Par ailleurs, l’obligation de sécuriser l’information est présente aussi dans la directive dite « Secret des affaires » [1], publiée en juin 2016. Elle vise à harmoniser la protection des informations ayant une valeur économique, à la condition que les entreprises en assurent la protection [2]. La transposition de cette directive en France doit intervenir avant le 9 mai 2018.

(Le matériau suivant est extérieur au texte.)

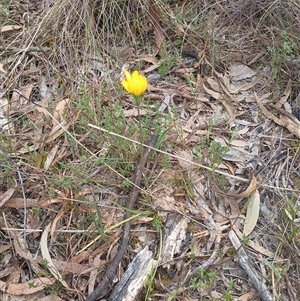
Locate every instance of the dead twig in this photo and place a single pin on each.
(109, 277)
(246, 265)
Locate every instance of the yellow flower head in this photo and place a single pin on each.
(135, 83)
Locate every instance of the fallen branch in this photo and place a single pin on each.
(109, 277)
(246, 265)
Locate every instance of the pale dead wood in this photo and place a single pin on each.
(134, 278)
(246, 265)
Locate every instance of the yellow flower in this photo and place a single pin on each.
(135, 83)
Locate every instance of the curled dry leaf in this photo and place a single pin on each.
(46, 255)
(252, 187)
(6, 196)
(9, 28)
(58, 111)
(252, 213)
(26, 288)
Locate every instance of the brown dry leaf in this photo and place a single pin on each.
(252, 213)
(50, 157)
(148, 59)
(214, 94)
(26, 288)
(58, 111)
(9, 28)
(246, 297)
(2, 69)
(214, 84)
(154, 17)
(250, 189)
(46, 255)
(253, 245)
(230, 109)
(240, 72)
(134, 112)
(164, 199)
(18, 203)
(6, 196)
(285, 121)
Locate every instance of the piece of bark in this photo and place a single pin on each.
(134, 278)
(246, 265)
(174, 236)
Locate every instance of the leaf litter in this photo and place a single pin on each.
(232, 110)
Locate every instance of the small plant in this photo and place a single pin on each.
(285, 51)
(203, 280)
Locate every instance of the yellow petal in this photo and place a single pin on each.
(127, 75)
(125, 85)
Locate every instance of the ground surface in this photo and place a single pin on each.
(214, 207)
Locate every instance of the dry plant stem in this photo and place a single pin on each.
(246, 265)
(109, 277)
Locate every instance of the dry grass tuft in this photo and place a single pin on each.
(228, 75)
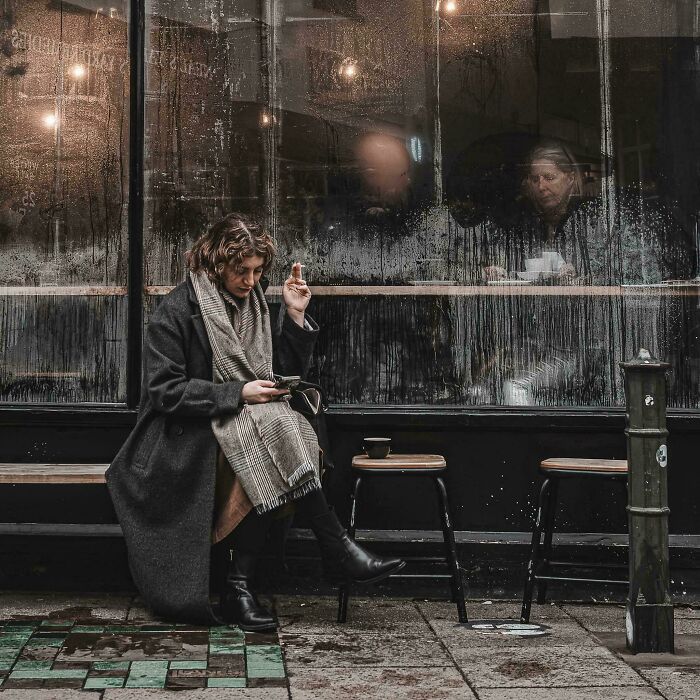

Plus largement, l'UE veut devenir plus résiliente face aux cyberattaques et adopter des mesures efficaces, en matière de cyberdissuasion et de répression par le droit pénal. C’est l’ambition du « Paquet Cyber » proposé par la Commission le 13 septembre dernier et en préparation à Bruxelles, pour lancer un ensemble de mesures visant à harmoniser et renforcer la cybersécurité européenne. Parmi ces mesures, un projet de directive [3] de lutte contre la fraude aux moyens de paiement autres que les espèces, la transformation de l’ENISA [4] en Agence européenne de cybersécurité, le développement de labels de sécurité et une amélioration des poursuites pénales des cybercriminels.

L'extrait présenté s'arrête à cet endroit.